This project segments from the background, a variety of sushi pieces. A simple use-case would be to use it for counting sushi in each category.
It uses Detectron2 a PyTorch-powered object detection and segmentation framework. Detectron2 is designed to support research and production needs. As of this post, it is at version 0.1 yet it appears to be mature (presumable becasue it is a rewrite in PyTorch). So expect a lot when it does get mature.
This tutorial highlights the use of the training and evaluation APIs on a simple segmentation task. Note, Detectron2 is capable of other tasks such as panoptic segmentation, pose estimation, DensePose, etc.
The most concise install instructions are available at the top of the Colab Notebook where you'll find the prerequisite libraries and the install step.
Run the followng in Python's interactive mode to ensure that the install was successful.
>>> from detectron2.engine import DefaultTrainer
The task is to segment two varieties of sushi on the plate (red sushi and black sushi).
The output shows the two varieties of sushis classsified, segmented and bounded (with a box). Note, we have trained with annotations for only two varieties of sushi (red sushi and black sushi).
We'll add annotations for the other categories of sushi soon.
The default (or standard) model training workflow can be captured in the three lines of code below. It creates a model, the optimizer, scheduler, dataloader from the given config (cfg
). The next step is to load the model weights (optionally, from the last checkpoint). The final step is to kick off the training.
trainer = DefaultTrainer(cfg)
trainer.resume_or_load(resume=False) # load MODEL.WEIGHTS, not the last checkpoint
trainer.train()
The instantiated predictor takes as input, an image, resizes it to the specified resolution, runs the model and produces a dict of predictions. Model loading and input preprocessing is taken care of for you via the configuration.
pred = DefaultPredictor(cfg)
inputs = cv2.imread("input.jpg")
outputs = pred(inputs)
The Visualizer class can be initialized with
- an image of shape height, width, channels (and RGB format for the channels),
- the superimposed metadata, and
- a scale
The draw_dataset_dict
method draws annotations/segmentaions in the Detectron2 Dataset format and returns the superimposed image object with visulizations.

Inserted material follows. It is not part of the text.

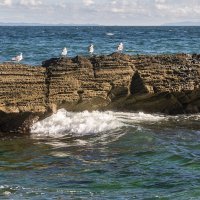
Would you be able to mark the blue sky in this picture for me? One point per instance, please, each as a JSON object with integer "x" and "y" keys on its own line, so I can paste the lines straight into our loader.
{"x": 104, "y": 12}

The OpenCV library can be used to display the visualization.
from detectron2.utils.visualizer import Visualizer
for dict in random.sample(dataset_dicts, 3):
img = cv2.imread(dict["file_name"])
visualizer = Visualizer(img[:, :, ::-1], # reverse channels
metadata=sushi_metadata,
scale=1.0)
vis = visualizer.draw_dataset_dict(dict)
cv2.imshow('window', vis.get_image()[:, :, ::-1])